Outcomes That Matter
The model is being tracked through a robust shared monitoring framework, with promising results:
- Nearly 6,000 children reached across implementation phases
- Over 90% parent participation in Eat Love Play Talk parenting education sessions
- Expanded early learning access in previously unreached villages
- Increased interdepartmental coordination, reducing duplication and increasing efficiency
- Strengthened community ownership through YCFs and parent leadership
- Transfer of techncial and ecosystem building skill to implementing parents who employ local young people and professionals.
Systemic Challenges That Remain
While the Everyone Gets to Play model is demonstrating clear results, it also reveals persistent systems-level barriers that continue to exclude the most vulnerable young children. These challenges are embedded in how services are structured, funded, and accessed.
Children with disabilities, undocumented children, and those living in remote rural areas remain disproportionately excluded from the full basket of services. This is not due to a lack of will, but due to fragmented referral pathways, inaccessible infrastructure, data blind spots, and limited frontline capacity to respond to diverse needs. Issues in integration of services remains constant over the communities.
Everyone Gets to Play is about ecosystem building Our teams work passionately and with intention to to build local systems of care that are cooperative, data-informed, and community-owned.

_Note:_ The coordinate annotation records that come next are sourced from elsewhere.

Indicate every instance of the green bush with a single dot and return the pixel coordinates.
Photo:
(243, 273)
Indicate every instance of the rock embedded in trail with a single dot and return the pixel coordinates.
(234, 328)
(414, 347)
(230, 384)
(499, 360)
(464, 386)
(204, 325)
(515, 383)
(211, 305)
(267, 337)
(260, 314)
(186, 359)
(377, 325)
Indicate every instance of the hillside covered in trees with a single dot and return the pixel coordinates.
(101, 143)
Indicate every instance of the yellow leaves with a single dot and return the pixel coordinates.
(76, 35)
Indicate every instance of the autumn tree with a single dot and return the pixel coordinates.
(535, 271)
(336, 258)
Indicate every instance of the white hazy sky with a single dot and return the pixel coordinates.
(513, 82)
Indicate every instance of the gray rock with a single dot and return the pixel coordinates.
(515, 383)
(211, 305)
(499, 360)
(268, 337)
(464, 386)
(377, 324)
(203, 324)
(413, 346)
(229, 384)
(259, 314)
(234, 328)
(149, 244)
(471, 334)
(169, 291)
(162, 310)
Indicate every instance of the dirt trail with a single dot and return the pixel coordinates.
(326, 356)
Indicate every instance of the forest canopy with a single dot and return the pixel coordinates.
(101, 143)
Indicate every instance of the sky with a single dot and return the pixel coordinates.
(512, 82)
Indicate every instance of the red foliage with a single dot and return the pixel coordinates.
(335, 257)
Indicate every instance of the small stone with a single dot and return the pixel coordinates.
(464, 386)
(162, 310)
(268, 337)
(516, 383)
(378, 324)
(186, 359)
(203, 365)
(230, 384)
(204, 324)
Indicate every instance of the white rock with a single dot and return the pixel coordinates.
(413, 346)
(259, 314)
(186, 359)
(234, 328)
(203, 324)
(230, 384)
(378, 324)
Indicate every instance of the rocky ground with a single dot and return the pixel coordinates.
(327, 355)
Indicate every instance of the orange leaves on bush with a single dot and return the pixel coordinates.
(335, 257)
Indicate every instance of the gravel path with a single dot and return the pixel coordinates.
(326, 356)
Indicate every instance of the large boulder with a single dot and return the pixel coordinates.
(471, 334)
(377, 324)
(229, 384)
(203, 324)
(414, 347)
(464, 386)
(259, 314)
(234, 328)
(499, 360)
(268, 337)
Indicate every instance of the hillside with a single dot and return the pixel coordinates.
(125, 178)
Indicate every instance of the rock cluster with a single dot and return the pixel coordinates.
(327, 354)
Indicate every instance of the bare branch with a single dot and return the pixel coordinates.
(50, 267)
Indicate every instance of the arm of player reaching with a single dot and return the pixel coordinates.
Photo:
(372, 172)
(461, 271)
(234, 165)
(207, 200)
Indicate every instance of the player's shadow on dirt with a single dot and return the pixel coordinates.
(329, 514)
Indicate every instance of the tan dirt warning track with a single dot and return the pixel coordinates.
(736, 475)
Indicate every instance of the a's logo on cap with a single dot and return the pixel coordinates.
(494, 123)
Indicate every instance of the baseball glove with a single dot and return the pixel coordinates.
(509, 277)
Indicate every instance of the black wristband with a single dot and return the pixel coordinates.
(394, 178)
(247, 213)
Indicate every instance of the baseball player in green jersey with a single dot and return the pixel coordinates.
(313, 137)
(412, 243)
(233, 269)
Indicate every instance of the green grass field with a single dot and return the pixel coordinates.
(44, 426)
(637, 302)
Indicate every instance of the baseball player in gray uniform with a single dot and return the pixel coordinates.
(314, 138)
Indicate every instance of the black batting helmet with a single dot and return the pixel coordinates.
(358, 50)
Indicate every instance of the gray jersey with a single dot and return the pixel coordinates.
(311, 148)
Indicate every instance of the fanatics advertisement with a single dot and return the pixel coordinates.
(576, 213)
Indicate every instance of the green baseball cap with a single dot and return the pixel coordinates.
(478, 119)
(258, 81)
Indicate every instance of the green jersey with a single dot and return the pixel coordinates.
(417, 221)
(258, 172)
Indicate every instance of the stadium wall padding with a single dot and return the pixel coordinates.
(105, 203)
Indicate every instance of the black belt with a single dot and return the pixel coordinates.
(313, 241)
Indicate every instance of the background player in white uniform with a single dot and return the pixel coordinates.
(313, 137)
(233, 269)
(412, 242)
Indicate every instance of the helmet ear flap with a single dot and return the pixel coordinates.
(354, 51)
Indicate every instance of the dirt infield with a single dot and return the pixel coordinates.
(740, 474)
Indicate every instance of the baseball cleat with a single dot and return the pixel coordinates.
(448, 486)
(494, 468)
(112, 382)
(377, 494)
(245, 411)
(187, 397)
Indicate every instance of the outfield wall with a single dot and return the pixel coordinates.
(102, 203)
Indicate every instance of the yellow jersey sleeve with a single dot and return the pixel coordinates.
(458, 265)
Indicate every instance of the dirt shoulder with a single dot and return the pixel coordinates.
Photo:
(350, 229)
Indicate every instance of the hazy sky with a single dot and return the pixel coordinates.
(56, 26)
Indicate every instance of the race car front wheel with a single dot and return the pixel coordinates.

It’s a model for making national policy tangible and responsive at local district level in South Africa.
As Community Development Lead, Jabu Mthembu Dlamini reflects:
“This work is about staying the course, building relationships, holding space for dialogue, and staying committed to what we can do together that we cannot do alone. It’s not a quick fix, it’s a long game.”
Everyone gets to play. That’s the model. That’s the invitation.